# When to re-run Audyssey?



## MikeBiker (Jan 3, 2010)

My listening area is occasionally rearranged. The couches and chairs are repositioned to give the area a different look. The room itself is not changed, just the furniture arrangement. Would the acoustics change enough to require my re-running Audyssey?


----------



## tonyvdb (Sep 5, 2007)

Its very likely particularly if the seating positions change.


----------



## zonecoaster1 (Jan 23, 2014)

MikeBiker said:


> My listening area is occasionally rearranged. The couches and chairs are repositioned to give the area a different look. The room itself is not changed, just the furniture arrangement. Would the acoustics change enough to require my re-running Audyssey?


_*What if I change the speaker position or rearrange furniture or add curtains or a throw rug?*
It is recommended that MultEQ be re-run when any significant change is made to the layout of the room or furnishings, including carpeting, rugs, drapes, blinds, windows, tapestries, and wall hangings, especially if the acoustical "hardness" of a surface area changes (hanging a picture with a glass covering on a painted plaster wall is probably OK, but hanging a large, thick tapestry on that wall would warrant re-running AMEQ).
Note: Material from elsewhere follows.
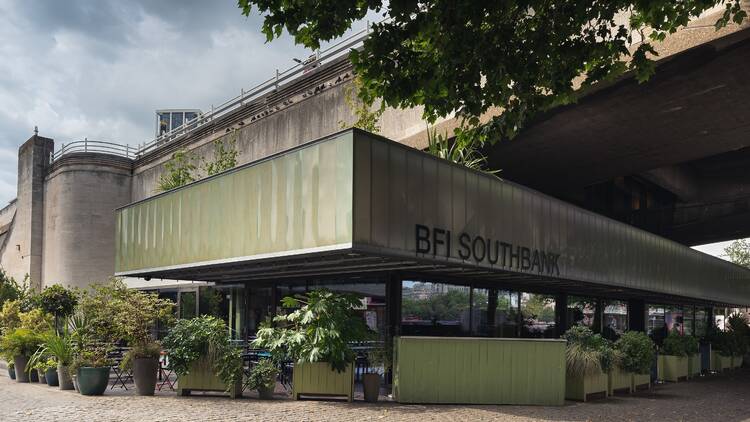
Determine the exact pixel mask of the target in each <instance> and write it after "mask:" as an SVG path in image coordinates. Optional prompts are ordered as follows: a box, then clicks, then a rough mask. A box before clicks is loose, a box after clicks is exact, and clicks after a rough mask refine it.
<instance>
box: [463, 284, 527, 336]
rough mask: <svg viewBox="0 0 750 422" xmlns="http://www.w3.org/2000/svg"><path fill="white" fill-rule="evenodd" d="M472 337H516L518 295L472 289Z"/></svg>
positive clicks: (516, 326) (496, 289) (516, 328)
Small knick knacks are OK. If it is the size of a lamp or bigger, re-run AMEQ._

Read more: http://www.hometheatershack.com/for...sey-multeq-faq-setup-guide.html#ixzz2vgni2BkK


----------



## MikeBiker (Jan 3, 2010)

Thank you for the link to the Audyssey thread. 

OK, I'm convinced - it's time to find the microphone and hook it up and get out the receiver manual and re-un the Audyssey. I need to remember to unplug the refrigerator and turn off the furnace. I'll wiar for a less windy day, when I can't hear the neighbor's wind chimes.


----------